Valerie A. Earnshaw, PhD is a social psychologist and Associate Professor at the University of Delaware. Her research focuses on understanding and addressing associations between stigma and health inequities across the lifespan. Dr. Earnshaw aims to contribute to knowledge of the mechanisms whereby stigma undermines health outcomes and what moderates these relationships in protective ways, as well as contribute to interventions that improve the wellbeing of stigmatized children, youth, and families. Much of her current research focuses on stigma associated with substance use disorders, HIV, and mental illness. Dr. Earnshaw earned her PhD in Social Psychology in 2011 from the University of Connecticut, and then pursued post-doctoral training in HIV/AIDS at the Center for Interdisciplinary Research on AIDS at Yale University as well as in child- and family-centered health outcomes research at Harvard Medical School and Boston Children’s Hospital. Her work can be seen on her website, earnshawlab.org.


James H. Berry, DO is Professor and Chair of the Department of Behavioral Medicine and Psychiatry at West Virginia University School of Medicine and the Director of Addictions. He is board certified in both General Psychiatry and Addiction Psychiatry. He received his medical degree from Michigan State University College of Osteopathic Medicine, completed a General Psychiatry residency at West Virginia University and an Addiction Psychiatry fellowship at the University of Hawaii. He and his colleagues at WVU have developed innovative community-based treatment models in response to the addiction crisis in Appalachia and are actively engaged in novel National Institute of Drug Abuse supported neuromodulation research related to substance use disorders through WVU’s Rockefeller Neuroscience Institute.



Michelle Putnam, MPH has been with the Division of Overdose Prevention since January 2017 and has served as Team Lead for the Division’s Office of Policy, Planning, and Partnerships since 2018. Prior to joining NCIPC she worked for FHI 360 as a communications contractor with the Office of the Associate Director for Policy focusing on policy initiatives related to social determinants of health. She has also held policy positions at various state-based non-profits, including Hemophilia of Georgia and HealthSTAT, which she counts as very valuable boots-on-the-ground experience. Michelle earned her Master of Public Health at Rollins School of Public Health at Emory University and her BA at Georgia State University.

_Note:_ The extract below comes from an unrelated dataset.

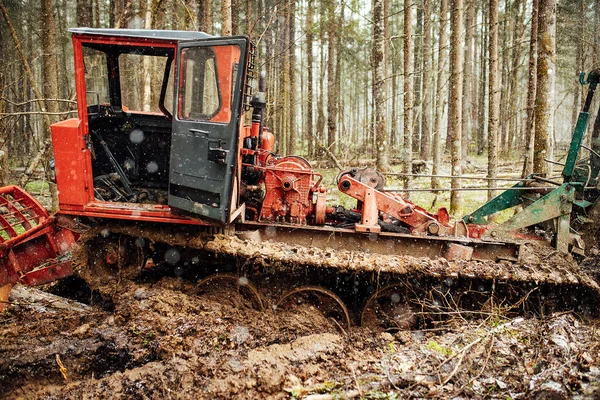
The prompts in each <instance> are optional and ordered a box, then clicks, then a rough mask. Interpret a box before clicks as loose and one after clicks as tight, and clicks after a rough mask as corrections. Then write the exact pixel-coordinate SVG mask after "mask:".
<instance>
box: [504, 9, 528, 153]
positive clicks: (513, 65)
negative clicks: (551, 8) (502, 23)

Jessica Hulsey is founder and Executive Director of the Addiction Policy Forum, a national nonprofit organization dedicated to elevating awareness around substance use disorders and helping patients and families in crisis. APF works to end the stigma surrounding addiction while translating science and providing services in all 50 states. Jess has more than 25 years’ experience in the field of prevention, treatment, and policy solutions to address substance use disorders. She serves on the National Advisory Council on Drug Abuse and is a Board Member for the federal DEA Educational Foundation (Drug Enforcement Administration, US Department of Justice). She lives in Maryland and is mom to three beautiful boys -- Conner, Jack and Tyler.


Kayla Zawislak, MSW, CADC has worked at the Addiction Policy Forum for the last 4 years where she is the Director of Patient Engagement. She works closely with those with a substance use disorder and their loved ones through Addiction Policy Forum's helpline, smartphone application, and virtual recovery meetings. Kayla has conducted research around patient’s lived experience in addiction, treatment, and recovery through APF’s Patient Journey Map Report and APF's COVID-19 surveys.